Author Topic: Cody got into the electrical cables again .. Server went down on 12/8/11 (Read 29130 times)

mouser · « **on:** December 07, 2011, 10:02 PM »

Actually it was the entire hosting company (Softlayer) network where the DC server lives.. They lost power for a while.
Sorry for the downtime, and a huge thanks to Gothic for bringing everything back up cleanly.

tomos · « **Reply #1 on:** December 07, 2011, 10:17 PM »

Thought there was some funny business going on,
welcome back ;-)

EDIT/ do you mean 1st December by 12/1?
(Site was down an hour ago or so - dont know for how long - but this often happens around this time due to backup - usually get a message though)

tomos · « **Reply #2 on:** December 07, 2011, 10:28 PM »

you got your edit in there just before mine...

rgdot · « **Reply #3 on:** December 07, 2011, 11:17 PM »

Cody did a bit more damage it seems. Why is this post, for example, being time stamped 11 something PM? It's 6:09AM Eastern right now.

mouser · « **Reply #4 on:** December 08, 2011, 05:25 AM »

thanks for pointing that out rgdot.. that seems to happen every time the server is rebooted. should be fixed now.

Renegade · « **Reply #5 on:** December 08, 2011, 05:31 AM »

It took a long time.

I don't know WTF is up with the Seattle data center... I'm in Texas, and never have any problems there. None.

Isn't this like the second time they've had that same problem?

rgdot · « **Reply #6 on:** December 08, 2011, 05:32 AM »

Thanks mouser and Gothic

mahesh2k · « **Reply #7 on:** December 08, 2011, 02:32 PM »

I thought cody took my Alien vs Cody image seriously

IainB · « **Reply #8 on:** December 08, 2011, 03:55 PM »

Actually it was the entire hosting company (Softlayer) network where the DC server lives.. They lost power for a while.
-mouser (December 07, 2011, 10:02 PM)

Is it normal for hosting companies to have power outages?
If so, then maybe I am missing something here, because I don't understand that.
By training, whenever I have been involved in setting up data centres, I have had to ensure that the risk mitigation plan always insists on there being at least four basic built-in redundancies (i.e., quite apart from computer system redundancies):

dual/backup air conditioning systems.
dual telecomms links (using two different telco suppler networks).
onsite single or dual backup diesel power generators - which automatically kick in when the power dies/fluctuates.
interim UPS (batteries) for server systems. (This supply allows sufficient time for the generators to get up to full capacity after they automatically kick in.)

If your hosting contract expressly excludes these things, then presumably you would receive service at a significant discount.

mouser · « **Reply #9 on:** December 08, 2011, 04:19 PM »

the crazy thing is we are paying for an expensive hosting company (softlayer) specifically because they are supposed to be one of the most reliable companies with the best redundancies, etc.

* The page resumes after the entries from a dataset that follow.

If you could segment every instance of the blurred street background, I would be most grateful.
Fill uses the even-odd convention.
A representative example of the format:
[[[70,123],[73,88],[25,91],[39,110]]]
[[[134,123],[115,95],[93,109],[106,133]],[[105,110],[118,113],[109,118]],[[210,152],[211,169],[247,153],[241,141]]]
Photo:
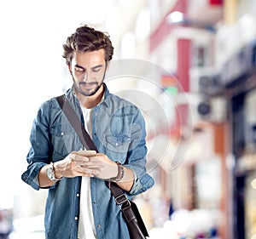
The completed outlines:
[[[106,83],[145,116],[155,185],[134,200],[150,238],[256,239],[255,0],[2,1],[0,239],[44,238],[47,190],[20,175],[82,24],[110,35]]]

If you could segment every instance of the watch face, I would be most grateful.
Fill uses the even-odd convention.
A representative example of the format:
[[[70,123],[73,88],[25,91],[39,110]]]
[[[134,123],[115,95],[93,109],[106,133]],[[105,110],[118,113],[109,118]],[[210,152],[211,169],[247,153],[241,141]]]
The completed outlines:
[[[54,180],[55,179],[55,172],[52,168],[51,166],[48,167],[47,169],[46,169],[46,174],[47,174],[47,177],[49,178],[49,179],[50,180]]]

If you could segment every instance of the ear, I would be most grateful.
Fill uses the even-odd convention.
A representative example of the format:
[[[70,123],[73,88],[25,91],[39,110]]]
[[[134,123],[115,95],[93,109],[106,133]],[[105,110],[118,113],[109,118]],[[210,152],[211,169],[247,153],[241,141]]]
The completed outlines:
[[[72,73],[72,69],[71,69],[71,65],[70,65],[70,64],[68,65],[68,71],[69,71],[70,74],[73,76],[73,73]]]
[[[106,71],[108,71],[108,68],[110,65],[110,61],[109,60],[106,61],[106,64],[107,64],[107,67],[106,67]]]

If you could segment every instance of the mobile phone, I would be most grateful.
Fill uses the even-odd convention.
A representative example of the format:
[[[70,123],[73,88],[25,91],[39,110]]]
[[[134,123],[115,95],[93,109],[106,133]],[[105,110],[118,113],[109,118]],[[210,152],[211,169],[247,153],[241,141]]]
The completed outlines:
[[[94,156],[96,154],[96,151],[79,151],[79,154],[81,156]]]

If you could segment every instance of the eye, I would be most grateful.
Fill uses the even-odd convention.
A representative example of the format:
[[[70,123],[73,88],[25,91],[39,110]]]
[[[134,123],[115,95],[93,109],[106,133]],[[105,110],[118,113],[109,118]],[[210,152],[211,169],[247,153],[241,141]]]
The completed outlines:
[[[81,67],[77,67],[77,66],[75,66],[75,67],[74,67],[74,70],[75,70],[75,71],[77,71],[78,73],[84,73],[84,72],[85,72],[85,70],[83,69],[83,68],[81,68]]]
[[[91,71],[92,72],[99,72],[102,70],[102,67],[96,67],[96,68],[93,68]]]

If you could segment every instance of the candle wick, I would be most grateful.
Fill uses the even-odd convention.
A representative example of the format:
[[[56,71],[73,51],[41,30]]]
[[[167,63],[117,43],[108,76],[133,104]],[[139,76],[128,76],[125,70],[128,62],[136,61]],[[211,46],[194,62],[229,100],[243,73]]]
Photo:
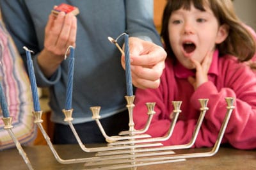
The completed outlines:
[[[115,40],[114,38],[113,38],[112,37],[110,37],[110,36],[108,37],[108,39],[109,40],[109,41],[110,42],[111,42],[112,43],[114,43],[116,46],[116,47],[118,49],[120,52],[121,52],[122,56],[124,56],[124,52],[122,49],[122,48],[119,46],[118,43],[117,43],[117,40],[119,39],[119,38],[120,38],[122,36],[125,35],[127,35],[127,33],[122,33]]]
[[[24,50],[26,50],[26,51],[29,51],[29,52],[32,52],[32,53],[35,53],[33,50],[29,50],[27,47],[26,47],[26,46],[23,46],[23,49],[24,49]]]
[[[72,45],[69,45],[67,49],[66,52],[65,53],[65,57],[64,57],[64,59],[65,60],[66,60],[66,59],[67,59],[67,54],[69,52],[70,48],[73,48],[74,49],[74,47],[72,46]]]

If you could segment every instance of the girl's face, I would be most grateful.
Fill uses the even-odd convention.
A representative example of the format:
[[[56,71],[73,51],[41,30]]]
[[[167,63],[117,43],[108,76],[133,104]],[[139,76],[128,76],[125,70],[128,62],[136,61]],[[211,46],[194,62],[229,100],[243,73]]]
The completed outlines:
[[[179,61],[188,69],[195,68],[190,59],[202,63],[206,54],[213,50],[217,43],[225,40],[227,31],[219,26],[212,10],[196,9],[191,4],[190,10],[183,8],[173,11],[169,19],[169,40]]]

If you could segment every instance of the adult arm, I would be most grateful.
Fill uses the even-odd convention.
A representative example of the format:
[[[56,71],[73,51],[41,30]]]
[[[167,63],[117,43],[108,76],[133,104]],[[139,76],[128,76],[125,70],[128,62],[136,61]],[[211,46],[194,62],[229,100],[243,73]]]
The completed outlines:
[[[154,1],[126,1],[125,6],[132,83],[140,88],[156,88],[166,53],[153,22]],[[124,56],[122,65],[125,68]]]
[[[0,23],[1,75],[10,116],[13,117],[12,130],[20,144],[32,144],[36,128],[32,114],[31,88],[22,60],[11,37]],[[14,147],[15,143],[0,121],[0,150]]]

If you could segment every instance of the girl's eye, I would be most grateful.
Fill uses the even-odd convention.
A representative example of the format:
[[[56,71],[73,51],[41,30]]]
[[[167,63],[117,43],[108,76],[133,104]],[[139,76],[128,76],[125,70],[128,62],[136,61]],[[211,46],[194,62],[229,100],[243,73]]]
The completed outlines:
[[[196,19],[196,21],[198,22],[204,22],[206,21],[206,20],[204,19]]]
[[[182,22],[180,20],[174,20],[172,22],[172,23],[174,24],[180,24]]]

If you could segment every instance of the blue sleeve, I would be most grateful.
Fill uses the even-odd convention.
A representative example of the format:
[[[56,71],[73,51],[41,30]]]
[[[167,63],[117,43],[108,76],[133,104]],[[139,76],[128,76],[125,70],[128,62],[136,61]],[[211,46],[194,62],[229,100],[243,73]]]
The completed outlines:
[[[153,20],[154,1],[127,0],[125,6],[127,32],[129,36],[139,37],[162,46]]]

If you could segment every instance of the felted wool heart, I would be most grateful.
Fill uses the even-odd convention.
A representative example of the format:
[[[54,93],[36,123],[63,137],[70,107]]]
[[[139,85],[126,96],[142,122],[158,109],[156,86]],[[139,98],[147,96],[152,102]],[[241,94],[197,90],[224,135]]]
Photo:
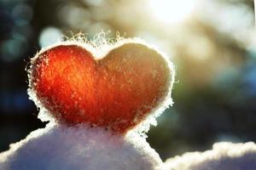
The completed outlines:
[[[124,133],[170,94],[172,71],[161,54],[141,43],[123,43],[100,60],[78,43],[61,44],[32,60],[30,88],[61,123]]]

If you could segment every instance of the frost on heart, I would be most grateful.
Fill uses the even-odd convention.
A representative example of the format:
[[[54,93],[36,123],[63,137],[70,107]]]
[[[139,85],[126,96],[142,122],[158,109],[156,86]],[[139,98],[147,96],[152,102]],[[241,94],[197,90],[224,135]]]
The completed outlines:
[[[141,133],[172,104],[173,65],[139,40],[96,42],[32,59],[28,94],[49,123],[1,153],[0,169],[163,168]]]

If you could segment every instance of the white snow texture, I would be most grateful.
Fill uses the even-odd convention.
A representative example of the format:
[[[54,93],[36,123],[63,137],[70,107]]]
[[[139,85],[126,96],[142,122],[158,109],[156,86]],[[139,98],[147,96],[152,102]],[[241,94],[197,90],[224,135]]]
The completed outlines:
[[[0,154],[1,170],[150,170],[162,164],[137,133],[118,136],[84,125],[48,125]]]
[[[169,158],[166,170],[255,170],[256,144],[253,142],[216,143],[212,150],[185,153]]]

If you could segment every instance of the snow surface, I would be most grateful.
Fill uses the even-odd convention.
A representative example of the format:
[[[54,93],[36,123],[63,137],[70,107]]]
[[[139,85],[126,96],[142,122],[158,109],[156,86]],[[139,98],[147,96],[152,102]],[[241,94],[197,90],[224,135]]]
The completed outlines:
[[[157,170],[161,166],[159,155],[138,133],[118,136],[85,125],[48,125],[0,154],[1,170]]]
[[[212,150],[185,153],[169,158],[167,170],[255,170],[256,144],[253,142],[216,143]]]
[[[120,39],[114,43],[97,41],[89,43],[82,36],[79,39],[57,42],[43,48],[39,53],[60,44],[76,43],[85,47],[101,59],[110,49],[126,42],[146,45],[138,39]],[[152,48],[148,44],[147,46]],[[156,125],[155,117],[173,103],[171,91],[174,82],[174,66],[164,54],[159,53],[166,59],[170,66],[169,90],[166,98],[151,111],[147,120],[125,136],[113,134],[103,128],[90,128],[85,124],[74,127],[58,124],[43,107],[35,93],[29,88],[30,99],[40,109],[38,118],[43,122],[49,121],[49,123],[45,128],[32,132],[25,139],[10,144],[9,150],[0,153],[0,170],[162,170],[164,167],[161,159],[149,146],[144,135],[150,124]]]

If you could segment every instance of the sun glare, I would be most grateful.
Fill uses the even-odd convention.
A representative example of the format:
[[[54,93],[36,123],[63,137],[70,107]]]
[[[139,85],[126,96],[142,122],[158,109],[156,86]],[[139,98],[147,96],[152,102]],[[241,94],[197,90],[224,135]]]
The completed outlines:
[[[160,21],[175,24],[185,20],[195,6],[196,0],[150,0],[153,14]]]

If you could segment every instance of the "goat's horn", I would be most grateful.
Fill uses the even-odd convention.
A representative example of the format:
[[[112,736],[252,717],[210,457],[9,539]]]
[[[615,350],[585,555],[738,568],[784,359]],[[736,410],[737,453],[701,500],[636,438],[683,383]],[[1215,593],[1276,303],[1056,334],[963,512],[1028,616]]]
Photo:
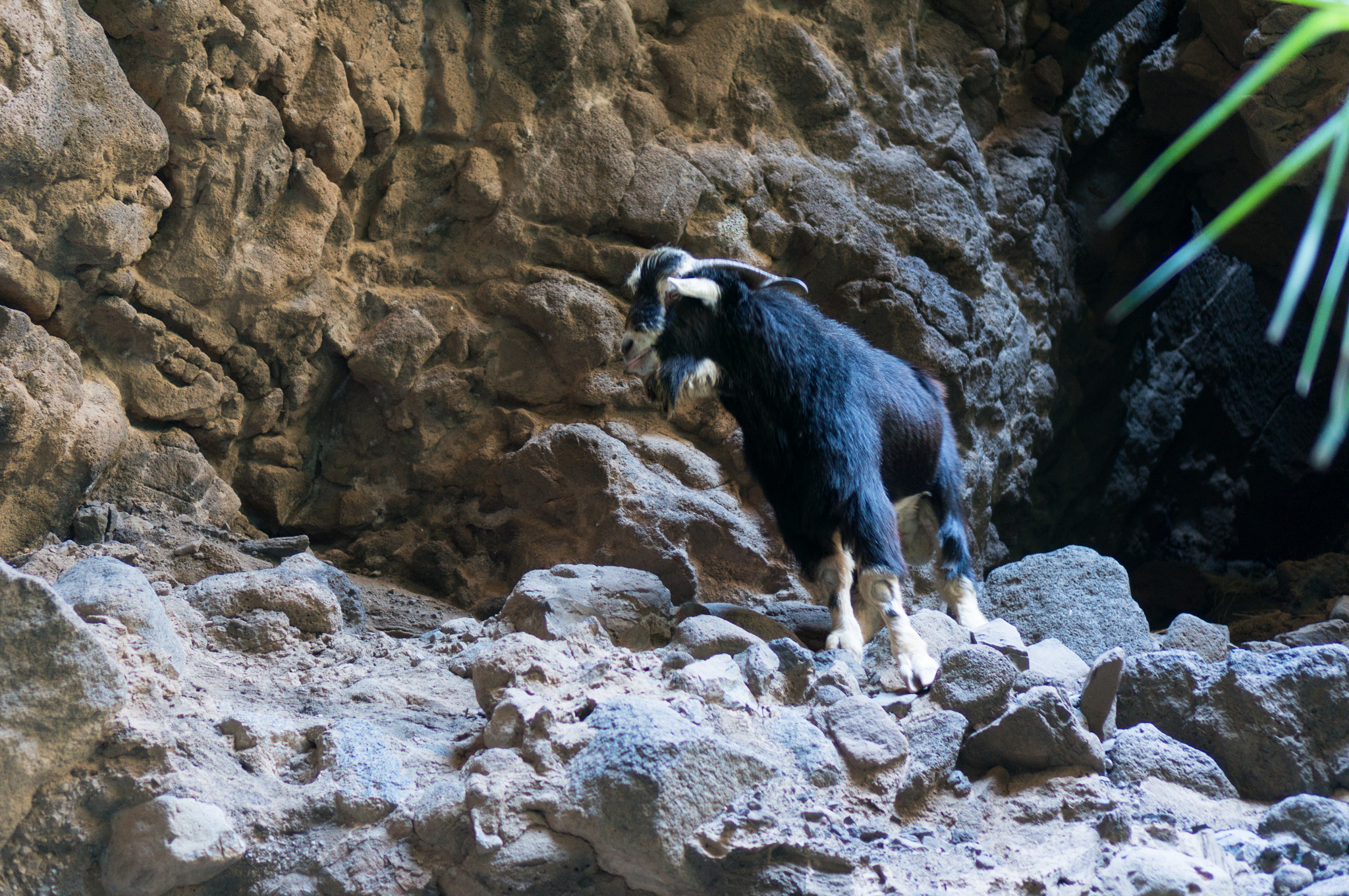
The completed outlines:
[[[786,286],[805,295],[809,287],[796,278],[785,278],[772,271],[765,271],[764,268],[757,268],[753,264],[745,264],[743,261],[734,261],[731,259],[707,259],[700,267],[715,267],[715,268],[731,268],[733,271],[739,271],[741,274],[749,274],[755,278],[754,283],[750,283],[751,288],[761,290],[765,286]]]

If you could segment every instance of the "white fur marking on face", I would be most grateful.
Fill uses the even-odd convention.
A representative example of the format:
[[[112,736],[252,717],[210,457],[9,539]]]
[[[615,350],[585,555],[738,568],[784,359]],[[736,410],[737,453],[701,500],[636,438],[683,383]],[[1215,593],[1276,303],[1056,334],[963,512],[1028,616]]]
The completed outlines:
[[[704,399],[716,391],[716,383],[722,379],[722,368],[711,358],[703,358],[693,368],[693,372],[684,377],[679,387],[681,399]]]
[[[722,287],[707,278],[670,278],[668,284],[672,294],[700,299],[708,307],[722,300]]]

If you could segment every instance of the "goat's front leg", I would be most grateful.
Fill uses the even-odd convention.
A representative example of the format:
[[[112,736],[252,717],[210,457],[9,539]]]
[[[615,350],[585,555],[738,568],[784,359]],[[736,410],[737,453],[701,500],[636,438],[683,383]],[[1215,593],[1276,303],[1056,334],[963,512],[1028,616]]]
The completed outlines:
[[[942,600],[951,608],[955,621],[969,629],[987,625],[983,612],[979,609],[979,596],[974,590],[974,582],[966,575],[952,575],[942,582]]]
[[[853,571],[857,563],[853,554],[843,547],[839,535],[834,534],[834,554],[820,561],[816,577],[830,590],[830,618],[834,625],[830,636],[824,640],[826,649],[842,647],[858,659],[862,659],[862,627],[853,613]]]
[[[885,628],[890,633],[890,652],[894,655],[904,690],[917,693],[932,684],[939,666],[928,653],[927,644],[913,629],[909,617],[904,614],[900,577],[882,569],[863,569],[859,589],[862,597],[876,605],[885,617]]]

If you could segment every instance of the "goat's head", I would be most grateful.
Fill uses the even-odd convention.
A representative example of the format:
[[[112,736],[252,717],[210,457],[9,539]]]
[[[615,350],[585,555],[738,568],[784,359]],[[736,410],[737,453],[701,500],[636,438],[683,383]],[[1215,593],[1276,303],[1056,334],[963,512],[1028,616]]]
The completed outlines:
[[[661,247],[648,252],[627,278],[633,307],[627,311],[623,334],[623,361],[627,369],[649,376],[660,366],[656,341],[665,331],[668,311],[676,302],[692,299],[716,311],[722,300],[726,275],[750,290],[766,286],[789,286],[805,292],[800,280],[782,278],[730,259],[695,259],[683,249]]]

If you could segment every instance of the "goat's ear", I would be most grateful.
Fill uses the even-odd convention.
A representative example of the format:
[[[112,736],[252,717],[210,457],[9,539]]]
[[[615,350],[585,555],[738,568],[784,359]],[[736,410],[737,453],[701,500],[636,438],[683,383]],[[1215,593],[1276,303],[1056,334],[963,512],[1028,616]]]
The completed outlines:
[[[699,299],[710,309],[722,300],[722,287],[707,278],[669,278],[665,284],[666,305],[677,295]]]

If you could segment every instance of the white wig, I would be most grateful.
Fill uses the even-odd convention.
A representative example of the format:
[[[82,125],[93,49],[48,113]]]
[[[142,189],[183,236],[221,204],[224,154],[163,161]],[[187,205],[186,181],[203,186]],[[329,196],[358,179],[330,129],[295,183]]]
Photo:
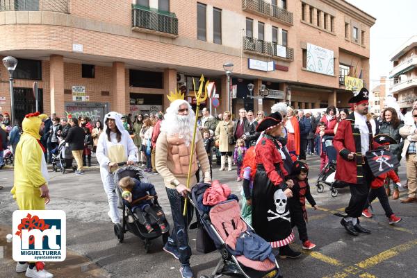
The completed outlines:
[[[184,104],[188,108],[188,114],[179,115],[179,107]],[[168,136],[177,134],[179,138],[185,140],[186,146],[188,146],[193,140],[195,123],[195,113],[193,111],[191,105],[184,100],[177,99],[172,101],[167,108],[164,119],[161,123],[161,131],[165,132]]]
[[[281,115],[286,115],[287,105],[286,103],[275,103],[271,107],[271,113],[279,112]]]

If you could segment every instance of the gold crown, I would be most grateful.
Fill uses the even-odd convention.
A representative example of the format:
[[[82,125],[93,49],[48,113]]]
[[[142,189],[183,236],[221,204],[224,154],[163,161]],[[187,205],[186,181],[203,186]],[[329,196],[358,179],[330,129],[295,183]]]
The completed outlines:
[[[174,101],[177,101],[177,99],[184,99],[184,94],[175,89],[175,92],[172,93],[172,91],[170,92],[169,95],[167,95],[167,98],[170,100],[170,102],[172,102]]]

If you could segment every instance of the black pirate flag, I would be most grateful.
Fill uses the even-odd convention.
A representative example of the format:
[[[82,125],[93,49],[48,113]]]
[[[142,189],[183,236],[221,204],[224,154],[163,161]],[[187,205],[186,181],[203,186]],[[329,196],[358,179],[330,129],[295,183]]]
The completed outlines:
[[[397,157],[389,150],[383,148],[366,152],[366,158],[372,173],[375,177],[378,177],[400,166]]]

IainB · « **Reply #10 on:** December 08, 2011, 07:14 PM »

the crazy thing is we are paying for an expensive hosting company (softlayer) specifically because they are supposed to be one of the most reliable companies with the best redundancies, etc.
-mouser (December 08, 2011, 04:19 PM)

Well then, I would recommend (if you don't mind, and I'm not trying to teach you to suck eggs), from l-o-n-g experience of IT service contacts on both sides (customer/supplier), that you carefully scrutinise your contract and/or SLA (Service Level Agreement) for conditions and in particular penalty clauses in the event of deteriorated service or loss of service.

If there are any penalty clause provisions, then I think (from memory) you could legally claim either of:
(a) actual or reasonable notional consequential costs, or loss of revenue/profit arising from the outage.
or:
(b) punitive damages ("And don't do it again!" type damages)
- but not both.

If there isn't any penalty clause, then you may have unwittingly signed a contract with no teeth for the customer in the event of an outage such as this. A contract for "All care and no responsibility".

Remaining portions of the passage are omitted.